Written notice to patients to be required under observation status in 2016.
If you were thinking the two midnight rule was the biggest regulatory hassle surrounding observation patients, guess again.
Background: Congress was considering the Notice of Observation Treatment and Implication for Care Eligibility (NOTICE) Act that would require hospitals to fully inform patients who spend more than 24 hours in observation without being admitted as an inpatient. The goal was to address of some drawbacks to observation status, including obstacles to Medicare payment for subsequent skilled nursing facility (SNF) stays (See ED Coding & Reimbursement Alert, Vol. 18, No. 9).
Update: That law did pass and was signed into law by President Obama on Aug. 6, 2015 but effective a year later in August of 2016.
What This Means to You
According to the (NOTICE) Act, you are required to provide “written notification” to patients under observation in hospitals for more than 24 hours, and adequate oral and written notification within 36 hours of the differences between their status and inpatient status. The notice must be clear about the implications for cost-sharing as an outpatient and for subsequent eligibility for SNF coverage.
Must do: The notification must be written in “plain language” and be signed by the patient or his or her representative. Should the patient or representative refuse to sign the notification, the hospital staff member who presented it must sign it in their place to demonstrate that the requirement was satisfied, says Michael Granovsky, MD, FACEP, CPC, President of LogixHealth a national ED coding and billing company based in Bedford, MA.
Was That Hospital Stay Observation Or An Inpatient Admission?
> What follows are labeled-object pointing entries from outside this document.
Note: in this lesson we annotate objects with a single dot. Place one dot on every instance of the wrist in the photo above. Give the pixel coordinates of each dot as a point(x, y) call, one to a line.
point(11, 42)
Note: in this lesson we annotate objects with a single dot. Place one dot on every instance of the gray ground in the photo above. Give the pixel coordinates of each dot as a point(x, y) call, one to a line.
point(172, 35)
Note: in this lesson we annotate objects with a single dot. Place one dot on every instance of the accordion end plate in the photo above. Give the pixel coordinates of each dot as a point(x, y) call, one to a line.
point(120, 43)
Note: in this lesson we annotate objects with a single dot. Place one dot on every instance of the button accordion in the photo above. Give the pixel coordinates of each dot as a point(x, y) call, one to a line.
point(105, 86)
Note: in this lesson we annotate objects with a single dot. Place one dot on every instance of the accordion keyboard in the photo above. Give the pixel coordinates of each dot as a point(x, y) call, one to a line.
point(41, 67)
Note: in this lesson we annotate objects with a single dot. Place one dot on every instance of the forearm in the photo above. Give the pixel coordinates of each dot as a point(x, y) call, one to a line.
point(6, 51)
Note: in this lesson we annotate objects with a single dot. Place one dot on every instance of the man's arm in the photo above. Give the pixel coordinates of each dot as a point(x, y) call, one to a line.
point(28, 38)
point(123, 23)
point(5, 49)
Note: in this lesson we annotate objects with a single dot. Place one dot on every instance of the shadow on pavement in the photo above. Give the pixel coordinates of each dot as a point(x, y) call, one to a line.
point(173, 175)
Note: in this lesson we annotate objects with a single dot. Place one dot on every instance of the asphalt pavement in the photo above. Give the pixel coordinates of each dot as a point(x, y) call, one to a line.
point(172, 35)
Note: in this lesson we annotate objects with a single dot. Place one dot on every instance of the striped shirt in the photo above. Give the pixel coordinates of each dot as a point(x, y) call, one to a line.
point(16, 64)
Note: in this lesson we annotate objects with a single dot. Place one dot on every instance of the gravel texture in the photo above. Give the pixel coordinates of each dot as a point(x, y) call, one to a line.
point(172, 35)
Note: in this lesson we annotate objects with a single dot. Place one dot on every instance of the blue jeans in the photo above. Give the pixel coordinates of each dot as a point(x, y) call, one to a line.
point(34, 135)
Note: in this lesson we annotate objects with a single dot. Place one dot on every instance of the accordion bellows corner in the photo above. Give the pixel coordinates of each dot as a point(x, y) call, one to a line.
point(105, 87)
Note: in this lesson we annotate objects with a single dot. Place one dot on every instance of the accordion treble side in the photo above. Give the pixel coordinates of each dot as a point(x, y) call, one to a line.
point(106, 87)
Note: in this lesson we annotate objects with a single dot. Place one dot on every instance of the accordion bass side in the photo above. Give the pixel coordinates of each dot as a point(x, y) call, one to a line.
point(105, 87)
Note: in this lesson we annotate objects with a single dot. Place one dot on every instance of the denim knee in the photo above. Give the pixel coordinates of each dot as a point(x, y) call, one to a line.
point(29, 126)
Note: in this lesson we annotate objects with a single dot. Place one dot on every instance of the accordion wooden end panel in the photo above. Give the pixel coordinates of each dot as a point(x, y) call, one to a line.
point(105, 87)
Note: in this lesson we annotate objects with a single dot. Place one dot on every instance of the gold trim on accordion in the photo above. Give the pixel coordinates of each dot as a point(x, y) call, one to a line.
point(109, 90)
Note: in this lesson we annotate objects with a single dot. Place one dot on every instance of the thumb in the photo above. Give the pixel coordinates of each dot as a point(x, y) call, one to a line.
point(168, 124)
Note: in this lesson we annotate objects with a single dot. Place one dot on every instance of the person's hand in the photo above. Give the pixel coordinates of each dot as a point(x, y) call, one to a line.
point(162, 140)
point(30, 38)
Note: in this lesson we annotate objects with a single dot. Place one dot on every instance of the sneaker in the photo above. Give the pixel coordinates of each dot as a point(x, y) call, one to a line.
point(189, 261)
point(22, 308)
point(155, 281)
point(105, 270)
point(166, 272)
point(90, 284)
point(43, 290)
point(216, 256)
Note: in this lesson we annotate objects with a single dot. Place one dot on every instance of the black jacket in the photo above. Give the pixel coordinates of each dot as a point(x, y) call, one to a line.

This legislation was prompted by continued concerns about the “two-midnight rule”, which was passed in 2013 and established the rule of thumb that a patient reasonably expected to require necessary hospital care for a time period that would span at least two midnights would be presumptively considered appropriate for inpatient services and, therefore, payable under Medicare Part A. Similarly, a hospital stay not spanning at least two midnights would be presumed as an outpatient stay and more correctly reported as observation rather than an inpatient admission, Granovsky explains.
Be Clear About The Significant Cost Differences
Observation visits generally lead to higher fees to the hospital than inpatient admission because of requiring higher copays from patients, says Granovsky. The 20 percent Medicare co-payment can easily exceed the per-inpatient admission deductible and the cost of outpatient drugs are not covered as they would be for an inpatient DRG, Granovsky adds.
Perhaps more dramatic would be the patient’s responsibility for the cost of a skilled nursing stay if the required three day inpatient admission was not met, Granovsky notes. Time spent in observation care did not count towards the three day stay, and some patients were confused as they did not understand the difference between outpatient observation and an impatient admission. They just knew that had to spend the night in the hospital, he says.
Look for Probe and Educate Audits to End
Are you confused about just who is doing your reviews? You might need to check the calendar to get it right.
Because of the concerns expressed over the two midnight rule, CMS also agreed to a “probe and educate” audit program rather than initially recouping payments for claims found to be in error.
CMS issued a moratorium on RAC reviews of inpatient admissions for dates beginning Oct. 1, 2013 when the “two-midnight rule” first took effect, with multiple successive extensions. The Medicare Access and CHIP Reauthorization Act of 2015 passed in April 2015 extended the probe and educate period through Sept. 30, 2015.
With the transition to reviews by Quality Improvement Organizations, there will be additional significant changes to both the organization performing the reviews and the process, Granovsky explains.
Check Out This Time Table For Transitioning Medical Review Contractors:
Because of the continued confusion and controversy over the two midnight rule, CMS recently proposed incremental changes in the 2016 OPPS proposed rule to improve the two midnight policy through a variety of changes
Look For A Greater Emphasis on Physician Clinical Decisions Than Calendar Dates
In the proposed rule, CMS has restored case-by-case assessment for stays expected to require less than two midnights of inpatient hospital care.
According to the proposed rule, physicians must carefully document the medical necessity of the short stay because it will now be the treating physician’s medical decision making rather than the number of calendar days in the facility that will be the key indicator as whether the short admission was inappropriate.
Such admissions are still subject to medical review but medical reviewers are instructed to look for documentation of factors including: signs and symptoms of medical severity; medical predictability of adverse consequences; and, need for diagnostic studies that are more appropriately performed in the outpatient setting, Granovsky explains.
Emergency physicians provide a significant amount of observation services, with an average length of stay of less than 24 hours, says Granovsky. Because they are highly skilled at rapid diagnosis and initiating effective treatment plans, emergency physicians are typically able to make a disposition to admit to inpatient or release to the community or back to a post-acute setting in less than 48 hours.
Main takeaway: It is advantageous to the specialty that CMS is giving recognition to the decision making of the physician actually treating the patient rather than a retrospective review of the chart when the clinical outcome is known, says Granovsky.